その有希の行動から、異性の扱いになれている感じを受けた。髪はセミロングで金髪に染められていた。化粧は普通であったが、いかにも風俗嬢的な印象を受けた。だからぼくもホテルに気軽についてきたのかもしれない。コンビニで働いていた姿からは想像も出来ない豹変振りであった。
 全裸の有希の体を見ると、ぼくの自制心などは何の役にも立たなかった。教師であることを既に放棄していた。
 ぼくは高校教師になって1年目であった。赴任先は女子高校であった。新採用であるから、担任は持たないが、年齢も生徒たちと近いので、校長からは恋愛関係には気を点けるように指導されていた。進学校であり、問題を起こす生徒は少なかった。5,6人の問題児がいたが、金額の少ない万引きであったから、補導されても、内々に済んだ。またアルバイトも禁止であったから、隠れアルバイトで指導される生徒がいるくらいであった。

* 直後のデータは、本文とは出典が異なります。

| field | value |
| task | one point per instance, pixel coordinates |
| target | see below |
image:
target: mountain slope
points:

 ぼくは隣町のコンビニでおでんを買った。はんぺん、ちくわ、ウインナー巻き、大根。車の中で食べようと思ったのだが、近くに公園があった。公園のベンチでおでんを広げた。食べながら、ちくわが無いなと思った。ぼくはレシートを調べた。レシートには記載されていた。100円にも満たない金額であり、このままにしておこうと思った。ぼくはそのまま残りのおでんを食べていた。
「すみませーん」
コンビニの制服を着た店員さんだった。
「ちくわ入って無かったでしょう?」
「入っていなかったですね」
でもわざわざ届けてくれると、変なもので、親切心を感じてしまう。
「良かったのに」
器にはちくわとたまご入っていた。
 ぼくはそのコンビニが気に入った。その店員さんが気に入ったのであった。年齢もぼくと同じくらいに思えた。まるでアイドルタレントのような華やかな雰囲気を持っていた。彼女目当ての客も多そうであった。レジは2台あるが、彼女の列がいつも客が多かった。ぼくもその1人であった。

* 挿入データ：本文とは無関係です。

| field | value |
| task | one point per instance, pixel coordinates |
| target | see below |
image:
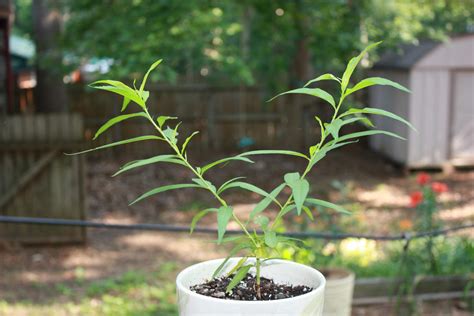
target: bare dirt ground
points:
(378, 188)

 もちろん教師がアルバイトをしてはいけないのだが、ぼくは土曜日曜日の夜、月謝は取らずに英語を教えていた。その塾に有希が来たのであった。彼女はアメリカに行きたいからと言った。有希は自分のことは何も言わなかったから、ぼくは彼女の事は名前とコンビニで働いていることだけしか知らなかった。彼女がぼくのどこまでを知っているのかも分からなかった。
 目的がある有希は英会話の覚えも早かった。夏休みの事であった。有希は
「明日アメリカに行くから今晩だけ付き合って」
と言った。
 アメリカから有希からの手紙が届いたのは、有希と1夜を共にした日から6カ月たった正月であった。

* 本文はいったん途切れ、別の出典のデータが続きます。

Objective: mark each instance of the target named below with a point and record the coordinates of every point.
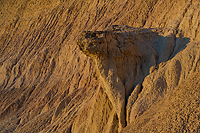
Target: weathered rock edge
(123, 56)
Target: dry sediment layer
(46, 83)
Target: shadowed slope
(46, 83)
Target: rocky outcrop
(47, 84)
(170, 93)
(123, 57)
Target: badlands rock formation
(123, 57)
(47, 84)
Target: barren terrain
(47, 84)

  先生と体を寄せ合ったことは私にとって初めての経験でした。アメリカでどんなことにも耐えて行きたかったから、思い出は作りたかったと思っていました。身近に異性はいなかった気がしました。恋愛感情もないのに・・・娼婦になればと考えました。許して下さいね。だから辛いことにも耐えられそうです。目的を目指し頑張ります。

 有希の体は震えていた。ぼくは初めてのことではなかったから、有希の体を優しく愛撫することが出来た。ただ、有希を恋愛相手には観ていなかった。ぼくは医学生だった葉山かおりを忘れられなかった。
 だから、有希の手紙を読むまで、有希との一夜を後悔していた。